Arie De Geus and his team at Shell embarked on a journey to understand what are the key capabilities of a living company. They made a list of top 30 long-lived companies and among those were two remarkable ones which are still operating today. Sumitomo, established in 1590 in Japan and Sweden's Stora, born in 1288.
So what are the key traits of a living company?
According to the research De Geus performed, here are the 4 qualities the living companies possessed to ensure they lived up to their potential and didn''t suffer premature death.
"They were conservative in financing"
These companies understood the power of cash and the independence and advantage it can give. It is essential to have the means to outbid a competitor, acquire a smaller disruptor that can provide complementary assets to your core business, or simply sustain yourself for a longer period of time when times are hard.
"They had sensitivity to the world around them and were good at change management"

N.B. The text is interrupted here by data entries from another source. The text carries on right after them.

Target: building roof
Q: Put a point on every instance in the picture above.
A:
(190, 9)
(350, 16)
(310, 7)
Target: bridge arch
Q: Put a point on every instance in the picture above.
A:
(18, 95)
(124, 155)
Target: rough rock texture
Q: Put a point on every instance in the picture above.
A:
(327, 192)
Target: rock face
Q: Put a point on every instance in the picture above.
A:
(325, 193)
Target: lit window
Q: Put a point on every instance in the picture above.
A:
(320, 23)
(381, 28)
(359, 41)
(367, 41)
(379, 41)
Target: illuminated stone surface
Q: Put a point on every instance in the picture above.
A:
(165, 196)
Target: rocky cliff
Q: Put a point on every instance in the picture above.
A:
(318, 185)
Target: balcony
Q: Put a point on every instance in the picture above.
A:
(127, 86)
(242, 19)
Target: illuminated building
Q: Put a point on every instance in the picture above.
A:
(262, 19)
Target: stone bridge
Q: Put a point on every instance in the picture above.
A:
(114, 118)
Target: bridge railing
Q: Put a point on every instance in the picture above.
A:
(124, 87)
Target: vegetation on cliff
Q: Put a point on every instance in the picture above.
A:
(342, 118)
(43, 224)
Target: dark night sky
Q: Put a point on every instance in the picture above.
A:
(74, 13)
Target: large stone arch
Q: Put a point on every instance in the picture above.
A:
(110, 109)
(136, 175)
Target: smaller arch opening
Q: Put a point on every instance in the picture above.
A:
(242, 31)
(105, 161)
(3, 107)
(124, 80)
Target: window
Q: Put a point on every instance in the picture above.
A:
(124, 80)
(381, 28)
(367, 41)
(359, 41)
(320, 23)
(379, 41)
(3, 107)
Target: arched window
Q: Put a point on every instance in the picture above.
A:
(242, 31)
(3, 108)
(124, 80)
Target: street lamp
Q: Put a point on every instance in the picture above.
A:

The living companies had a great sense of what was happening in the surrounding environment, were able to adapt to it in a timely manner and capture opportunities or escape threats. They were good at learning, un-learning and re-learning and were not victims of their own success, letting go of old habits that won't serve them in a new reality.

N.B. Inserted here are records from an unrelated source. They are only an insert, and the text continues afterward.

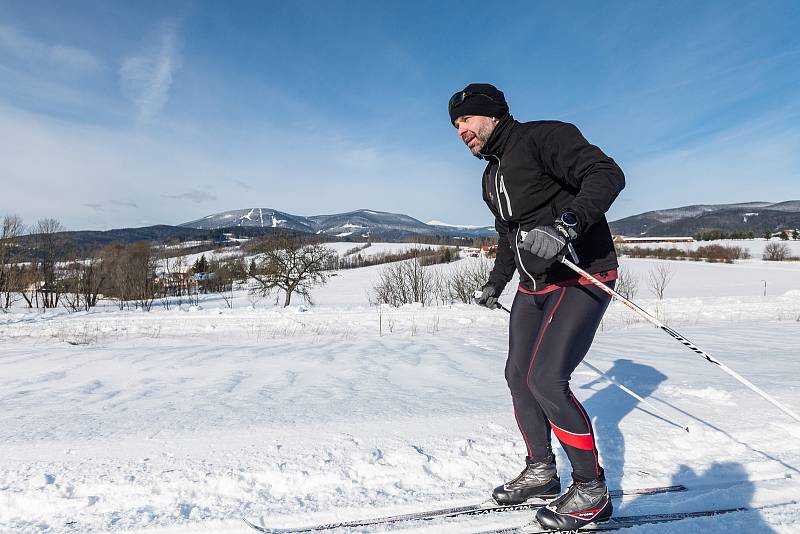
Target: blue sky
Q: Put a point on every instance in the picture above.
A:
(132, 113)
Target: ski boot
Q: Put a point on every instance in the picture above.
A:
(583, 503)
(538, 480)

"They had a clear awareness of their identity"
The successful companies diversified, but they always stayed true to their core and what they stood for. They had to choose, they had to trade off, they were not everything to everyone. They took their employees on a journey, empowered them and made sure everyone was aware of what the company direction was. It is essential for the employees to feel a sense of belonging. This does not happen through strict hierarchy, decisions taken behind closed doors, and lack of communication across all levels. Let's not forget that people are core to every organisation and they can make or break it.
"They had high tolerance to new ideas"
All companies in the study proved to have tolerated experiments and eccentricities, recognising the future may bring an opportunity for a new business that is seemingly unrelated to the current one. High tolerance to risk is a quality that all living organisations have. Failure is not punished, it is sometimes incentivised. How about companies that have museums of failed ideas? It is important to allow for and plan for the risk. It is riskier not to. And by rewarding brave attempts at new ideas, you encourage entrepreneurial thinking and you get a chance for a real big win, which doesn't come along while you are kicking back comfortably in your office, hiding behind the routine tasks and linear plans, not taking into account the outside ever-changing world.
While technology is a great driving force of change, it hardly is the core reason for companies to fail. There are core traits that companies should possess to ensure their longevity and success and we shouldn't be fooled that having the latest technology will save the company from failure.